Understanding fault complexity in New Zealand: Relationship of the 2016 Mw7.8 Kaikoura earthquake to previous deformation within the Marlborough Fault Zone
The Mw 7.8 Kaikoura Earthquake of 14th November 2016 was characterised by a surprising degree of spatial complexity in the surface displacement field in the Marlborough region, South Island, New Zealand. This complexity includes movement on up to 12 faults, besides a high degree of variability in apparent slip along strike of individual faults over relatively short distances. This pattern of surface rupture perhaps suggests that non-elastic processes are playing a significant role in controlling displacement.

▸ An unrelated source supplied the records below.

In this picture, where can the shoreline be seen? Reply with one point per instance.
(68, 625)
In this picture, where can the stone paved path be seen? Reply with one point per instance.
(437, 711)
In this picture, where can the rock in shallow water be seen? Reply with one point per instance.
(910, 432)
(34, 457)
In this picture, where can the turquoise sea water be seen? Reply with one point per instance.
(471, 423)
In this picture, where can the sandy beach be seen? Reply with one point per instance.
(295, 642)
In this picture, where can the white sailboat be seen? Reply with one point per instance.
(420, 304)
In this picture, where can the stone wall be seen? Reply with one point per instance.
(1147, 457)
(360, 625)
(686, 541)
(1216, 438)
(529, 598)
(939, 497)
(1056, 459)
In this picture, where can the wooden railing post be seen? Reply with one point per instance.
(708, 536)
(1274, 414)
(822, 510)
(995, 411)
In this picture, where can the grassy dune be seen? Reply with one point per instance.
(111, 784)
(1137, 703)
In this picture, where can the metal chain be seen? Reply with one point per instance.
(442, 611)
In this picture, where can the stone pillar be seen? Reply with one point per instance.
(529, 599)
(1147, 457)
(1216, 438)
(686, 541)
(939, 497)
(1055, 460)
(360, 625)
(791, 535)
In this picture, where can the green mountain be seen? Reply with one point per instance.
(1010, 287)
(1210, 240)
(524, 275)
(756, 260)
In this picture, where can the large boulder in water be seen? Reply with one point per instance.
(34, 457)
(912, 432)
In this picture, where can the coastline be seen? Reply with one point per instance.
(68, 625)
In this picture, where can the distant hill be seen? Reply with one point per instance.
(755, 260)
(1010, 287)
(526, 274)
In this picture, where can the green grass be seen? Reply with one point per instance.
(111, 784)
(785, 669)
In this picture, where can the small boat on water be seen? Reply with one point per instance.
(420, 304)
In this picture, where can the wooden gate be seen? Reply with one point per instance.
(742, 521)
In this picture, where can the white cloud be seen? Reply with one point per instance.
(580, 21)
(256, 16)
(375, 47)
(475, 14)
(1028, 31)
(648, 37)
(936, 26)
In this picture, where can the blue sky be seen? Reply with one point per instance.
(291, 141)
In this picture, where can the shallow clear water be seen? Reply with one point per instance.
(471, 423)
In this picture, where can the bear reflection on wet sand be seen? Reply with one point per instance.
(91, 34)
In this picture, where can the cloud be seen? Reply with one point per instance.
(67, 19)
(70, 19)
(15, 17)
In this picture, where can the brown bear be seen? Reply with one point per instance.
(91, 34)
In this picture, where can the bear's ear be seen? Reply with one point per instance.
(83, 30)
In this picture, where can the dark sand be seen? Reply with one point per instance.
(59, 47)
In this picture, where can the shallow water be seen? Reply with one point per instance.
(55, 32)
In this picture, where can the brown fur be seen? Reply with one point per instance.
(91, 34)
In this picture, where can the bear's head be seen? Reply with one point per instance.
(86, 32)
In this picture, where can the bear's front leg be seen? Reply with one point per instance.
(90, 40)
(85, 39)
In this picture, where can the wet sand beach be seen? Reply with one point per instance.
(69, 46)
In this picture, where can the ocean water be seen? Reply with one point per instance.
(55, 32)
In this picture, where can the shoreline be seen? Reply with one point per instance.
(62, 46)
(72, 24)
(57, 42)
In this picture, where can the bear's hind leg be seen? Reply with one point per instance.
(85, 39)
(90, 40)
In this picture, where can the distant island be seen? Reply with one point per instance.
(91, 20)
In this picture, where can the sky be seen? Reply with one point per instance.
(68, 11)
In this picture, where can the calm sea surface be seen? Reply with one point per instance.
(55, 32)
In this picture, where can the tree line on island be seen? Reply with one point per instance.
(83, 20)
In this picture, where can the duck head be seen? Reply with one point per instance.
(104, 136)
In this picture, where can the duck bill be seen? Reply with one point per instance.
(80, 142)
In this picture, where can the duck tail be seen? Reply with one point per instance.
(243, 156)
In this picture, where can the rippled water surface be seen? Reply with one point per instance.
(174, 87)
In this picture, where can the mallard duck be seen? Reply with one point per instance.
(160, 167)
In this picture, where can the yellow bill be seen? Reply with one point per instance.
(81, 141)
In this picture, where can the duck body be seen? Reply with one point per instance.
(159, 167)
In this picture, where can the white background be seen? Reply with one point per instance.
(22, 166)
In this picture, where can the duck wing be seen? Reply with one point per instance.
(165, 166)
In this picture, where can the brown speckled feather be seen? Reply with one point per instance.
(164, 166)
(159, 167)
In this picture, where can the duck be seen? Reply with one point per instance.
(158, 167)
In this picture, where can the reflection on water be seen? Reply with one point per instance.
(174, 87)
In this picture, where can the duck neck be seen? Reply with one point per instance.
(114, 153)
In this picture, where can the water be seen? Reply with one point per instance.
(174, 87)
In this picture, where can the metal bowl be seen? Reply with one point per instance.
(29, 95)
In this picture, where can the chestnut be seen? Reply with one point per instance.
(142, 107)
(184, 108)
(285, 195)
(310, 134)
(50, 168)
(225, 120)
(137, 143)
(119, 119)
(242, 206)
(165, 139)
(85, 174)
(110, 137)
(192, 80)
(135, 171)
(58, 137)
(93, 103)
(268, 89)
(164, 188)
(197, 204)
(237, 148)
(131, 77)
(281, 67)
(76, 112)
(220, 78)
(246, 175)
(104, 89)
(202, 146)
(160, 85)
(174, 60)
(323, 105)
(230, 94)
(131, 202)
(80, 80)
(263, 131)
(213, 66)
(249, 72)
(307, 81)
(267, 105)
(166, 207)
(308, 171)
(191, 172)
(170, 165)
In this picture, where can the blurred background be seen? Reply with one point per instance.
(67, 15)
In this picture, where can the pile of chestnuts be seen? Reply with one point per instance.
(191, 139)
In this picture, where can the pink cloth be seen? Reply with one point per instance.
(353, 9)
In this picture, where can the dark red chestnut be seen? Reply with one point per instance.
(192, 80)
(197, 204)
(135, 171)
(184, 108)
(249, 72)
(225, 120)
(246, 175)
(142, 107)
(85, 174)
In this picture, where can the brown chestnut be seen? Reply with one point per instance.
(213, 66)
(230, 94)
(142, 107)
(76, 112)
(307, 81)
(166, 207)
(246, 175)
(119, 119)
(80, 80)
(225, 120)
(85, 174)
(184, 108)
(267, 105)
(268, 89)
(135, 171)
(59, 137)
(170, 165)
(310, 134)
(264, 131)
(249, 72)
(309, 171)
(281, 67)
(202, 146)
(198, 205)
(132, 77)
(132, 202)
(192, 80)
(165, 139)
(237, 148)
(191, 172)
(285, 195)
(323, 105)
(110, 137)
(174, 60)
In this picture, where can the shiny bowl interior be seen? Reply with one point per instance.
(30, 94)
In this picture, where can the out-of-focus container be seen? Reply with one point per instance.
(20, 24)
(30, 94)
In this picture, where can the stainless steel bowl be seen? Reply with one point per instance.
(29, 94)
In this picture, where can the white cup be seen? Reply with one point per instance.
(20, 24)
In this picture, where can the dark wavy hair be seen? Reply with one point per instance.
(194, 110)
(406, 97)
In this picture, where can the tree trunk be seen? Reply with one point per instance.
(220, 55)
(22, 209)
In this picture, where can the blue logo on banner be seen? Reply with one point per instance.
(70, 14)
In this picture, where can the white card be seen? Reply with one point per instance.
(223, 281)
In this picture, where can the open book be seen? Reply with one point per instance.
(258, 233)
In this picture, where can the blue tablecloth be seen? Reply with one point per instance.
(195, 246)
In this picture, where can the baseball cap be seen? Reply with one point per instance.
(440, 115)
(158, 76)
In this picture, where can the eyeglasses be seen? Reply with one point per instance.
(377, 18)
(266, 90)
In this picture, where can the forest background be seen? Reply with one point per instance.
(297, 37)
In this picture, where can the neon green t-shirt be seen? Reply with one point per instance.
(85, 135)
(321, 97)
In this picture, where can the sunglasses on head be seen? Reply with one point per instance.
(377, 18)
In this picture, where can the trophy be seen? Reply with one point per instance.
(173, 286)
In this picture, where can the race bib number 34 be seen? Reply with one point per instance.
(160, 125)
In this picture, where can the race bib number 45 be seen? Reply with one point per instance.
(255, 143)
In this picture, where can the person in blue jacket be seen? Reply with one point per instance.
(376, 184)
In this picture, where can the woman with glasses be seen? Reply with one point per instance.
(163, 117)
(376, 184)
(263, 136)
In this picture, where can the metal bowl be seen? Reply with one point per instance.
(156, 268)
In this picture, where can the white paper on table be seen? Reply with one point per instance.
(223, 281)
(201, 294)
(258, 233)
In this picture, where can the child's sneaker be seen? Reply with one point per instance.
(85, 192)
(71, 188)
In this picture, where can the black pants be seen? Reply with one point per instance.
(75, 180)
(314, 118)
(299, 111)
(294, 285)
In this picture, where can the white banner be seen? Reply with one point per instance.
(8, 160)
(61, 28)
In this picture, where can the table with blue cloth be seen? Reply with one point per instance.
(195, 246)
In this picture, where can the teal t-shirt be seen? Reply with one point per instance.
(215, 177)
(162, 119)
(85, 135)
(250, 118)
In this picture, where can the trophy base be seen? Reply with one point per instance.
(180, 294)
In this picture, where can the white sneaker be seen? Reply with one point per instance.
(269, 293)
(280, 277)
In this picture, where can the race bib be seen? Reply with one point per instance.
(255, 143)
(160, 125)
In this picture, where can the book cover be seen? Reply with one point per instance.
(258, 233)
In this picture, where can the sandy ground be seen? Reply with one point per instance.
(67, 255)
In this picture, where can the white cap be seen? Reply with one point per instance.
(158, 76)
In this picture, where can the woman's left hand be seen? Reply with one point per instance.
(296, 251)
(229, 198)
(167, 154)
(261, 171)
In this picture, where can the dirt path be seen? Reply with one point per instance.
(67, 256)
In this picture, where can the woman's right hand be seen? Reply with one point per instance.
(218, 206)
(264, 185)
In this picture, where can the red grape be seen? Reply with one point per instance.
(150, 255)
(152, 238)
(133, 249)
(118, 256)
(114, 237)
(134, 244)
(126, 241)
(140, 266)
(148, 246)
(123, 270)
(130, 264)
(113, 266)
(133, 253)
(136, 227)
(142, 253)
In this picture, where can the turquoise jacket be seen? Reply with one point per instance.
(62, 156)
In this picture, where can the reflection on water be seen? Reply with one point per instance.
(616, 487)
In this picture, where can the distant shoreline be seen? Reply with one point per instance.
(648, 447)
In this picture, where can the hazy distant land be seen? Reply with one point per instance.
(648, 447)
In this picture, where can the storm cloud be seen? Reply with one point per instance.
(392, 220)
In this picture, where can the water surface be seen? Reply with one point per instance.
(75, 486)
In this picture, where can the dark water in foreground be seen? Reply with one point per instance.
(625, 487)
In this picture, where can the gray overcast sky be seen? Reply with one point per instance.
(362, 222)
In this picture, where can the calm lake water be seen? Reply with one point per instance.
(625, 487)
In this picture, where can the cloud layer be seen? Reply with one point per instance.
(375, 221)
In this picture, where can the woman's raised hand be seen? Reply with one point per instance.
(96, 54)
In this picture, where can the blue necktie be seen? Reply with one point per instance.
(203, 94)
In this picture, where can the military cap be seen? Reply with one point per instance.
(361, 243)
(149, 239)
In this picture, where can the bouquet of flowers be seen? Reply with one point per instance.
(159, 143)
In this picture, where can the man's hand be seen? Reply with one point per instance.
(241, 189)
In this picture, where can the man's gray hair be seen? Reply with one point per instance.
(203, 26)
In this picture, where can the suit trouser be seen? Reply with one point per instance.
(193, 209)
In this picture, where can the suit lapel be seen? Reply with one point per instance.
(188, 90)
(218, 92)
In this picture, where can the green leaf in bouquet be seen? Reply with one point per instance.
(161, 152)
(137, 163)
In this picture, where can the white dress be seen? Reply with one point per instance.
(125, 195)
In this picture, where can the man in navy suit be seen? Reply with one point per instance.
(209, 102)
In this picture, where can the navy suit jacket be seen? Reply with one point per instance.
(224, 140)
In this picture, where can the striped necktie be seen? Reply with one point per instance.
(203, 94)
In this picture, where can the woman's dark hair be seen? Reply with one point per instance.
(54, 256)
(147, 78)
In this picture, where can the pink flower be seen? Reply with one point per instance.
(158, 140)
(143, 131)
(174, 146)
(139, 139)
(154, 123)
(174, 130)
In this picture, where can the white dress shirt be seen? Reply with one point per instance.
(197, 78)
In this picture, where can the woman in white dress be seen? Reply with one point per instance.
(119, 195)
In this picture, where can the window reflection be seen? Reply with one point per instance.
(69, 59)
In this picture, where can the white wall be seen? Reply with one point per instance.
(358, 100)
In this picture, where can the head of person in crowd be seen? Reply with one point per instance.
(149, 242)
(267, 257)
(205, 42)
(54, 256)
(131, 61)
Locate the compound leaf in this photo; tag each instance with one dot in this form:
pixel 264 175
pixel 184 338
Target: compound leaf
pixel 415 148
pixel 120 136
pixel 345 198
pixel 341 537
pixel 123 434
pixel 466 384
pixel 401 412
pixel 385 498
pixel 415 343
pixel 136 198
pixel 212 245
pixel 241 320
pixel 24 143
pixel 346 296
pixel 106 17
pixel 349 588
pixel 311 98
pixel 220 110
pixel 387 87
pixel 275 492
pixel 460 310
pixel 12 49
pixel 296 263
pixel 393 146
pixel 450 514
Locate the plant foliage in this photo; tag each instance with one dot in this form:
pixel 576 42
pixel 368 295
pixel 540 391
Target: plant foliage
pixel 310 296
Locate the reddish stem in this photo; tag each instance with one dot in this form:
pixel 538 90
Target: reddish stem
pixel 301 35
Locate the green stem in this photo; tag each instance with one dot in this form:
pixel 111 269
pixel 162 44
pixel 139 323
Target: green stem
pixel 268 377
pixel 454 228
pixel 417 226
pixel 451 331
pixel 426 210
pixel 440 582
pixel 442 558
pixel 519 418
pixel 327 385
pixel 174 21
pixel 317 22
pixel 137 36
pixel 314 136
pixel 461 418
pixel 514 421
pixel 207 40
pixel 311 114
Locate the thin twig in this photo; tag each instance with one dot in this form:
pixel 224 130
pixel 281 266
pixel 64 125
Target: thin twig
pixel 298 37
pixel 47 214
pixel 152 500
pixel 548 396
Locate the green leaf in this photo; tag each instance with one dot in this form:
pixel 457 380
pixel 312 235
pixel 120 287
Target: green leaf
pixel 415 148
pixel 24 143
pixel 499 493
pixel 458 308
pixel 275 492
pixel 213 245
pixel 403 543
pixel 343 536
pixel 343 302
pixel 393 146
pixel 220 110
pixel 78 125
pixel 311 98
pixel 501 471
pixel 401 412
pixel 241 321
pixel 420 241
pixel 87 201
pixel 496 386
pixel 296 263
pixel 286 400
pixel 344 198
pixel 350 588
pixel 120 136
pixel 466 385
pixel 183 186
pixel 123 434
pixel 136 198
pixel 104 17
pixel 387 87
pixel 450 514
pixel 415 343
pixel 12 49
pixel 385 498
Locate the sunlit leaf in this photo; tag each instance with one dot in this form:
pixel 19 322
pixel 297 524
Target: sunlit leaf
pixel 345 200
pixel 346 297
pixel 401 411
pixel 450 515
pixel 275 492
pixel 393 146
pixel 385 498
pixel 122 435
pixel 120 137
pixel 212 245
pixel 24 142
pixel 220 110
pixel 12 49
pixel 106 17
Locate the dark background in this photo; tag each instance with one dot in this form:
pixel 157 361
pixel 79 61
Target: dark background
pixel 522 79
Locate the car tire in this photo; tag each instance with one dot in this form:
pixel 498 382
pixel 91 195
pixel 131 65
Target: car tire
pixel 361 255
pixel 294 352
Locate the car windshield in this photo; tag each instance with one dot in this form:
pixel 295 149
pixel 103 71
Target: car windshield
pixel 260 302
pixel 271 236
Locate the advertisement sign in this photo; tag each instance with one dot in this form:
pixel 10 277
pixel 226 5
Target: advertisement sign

The location and tectonic setting of the coastal Marlborough region is useful as it displays active deformation of a convergent margin on land (with consequent good access and visibility). The Marlborough Fault Zone (MFZ) is located at the transition from subduction along the Hikurangi Interface to the north, to a transpressional transform (Alpine Fault) to the south. It represents an accretionary wedge, subject to shape adjustments that balance the tendency to thicken by compressive thrusting with topographic reduction caused by gravitational loading, as a function of the frictional properties of the faults involved. The various mountain ranges of the Marlborough region have been constructed by thrusting on a series of sub-parallel thrust faults, that have subsequently evolved to accommodate strike-slip motion. While active uplift of the Papatea Block by up to 8m occurred during this event, it is perhaps surprising that this was accommodated by oblique normal slip on parts of the fault system, effectively producing a large scale translational pop-up structure. Geomorphic evidence implies similar motion has also been sustained in past earthquakes. Slip rate estimates for other MFZ locations show temporal complexity with significant variations over multiple earthquake cycles. The relationship between the contemporary Kaikoura event and the record of Late Pleistocene to Holocene MFZ earthquakes will be explored, and the tsunami hazard posed by similar structures in accretionary wedges located underwater considered.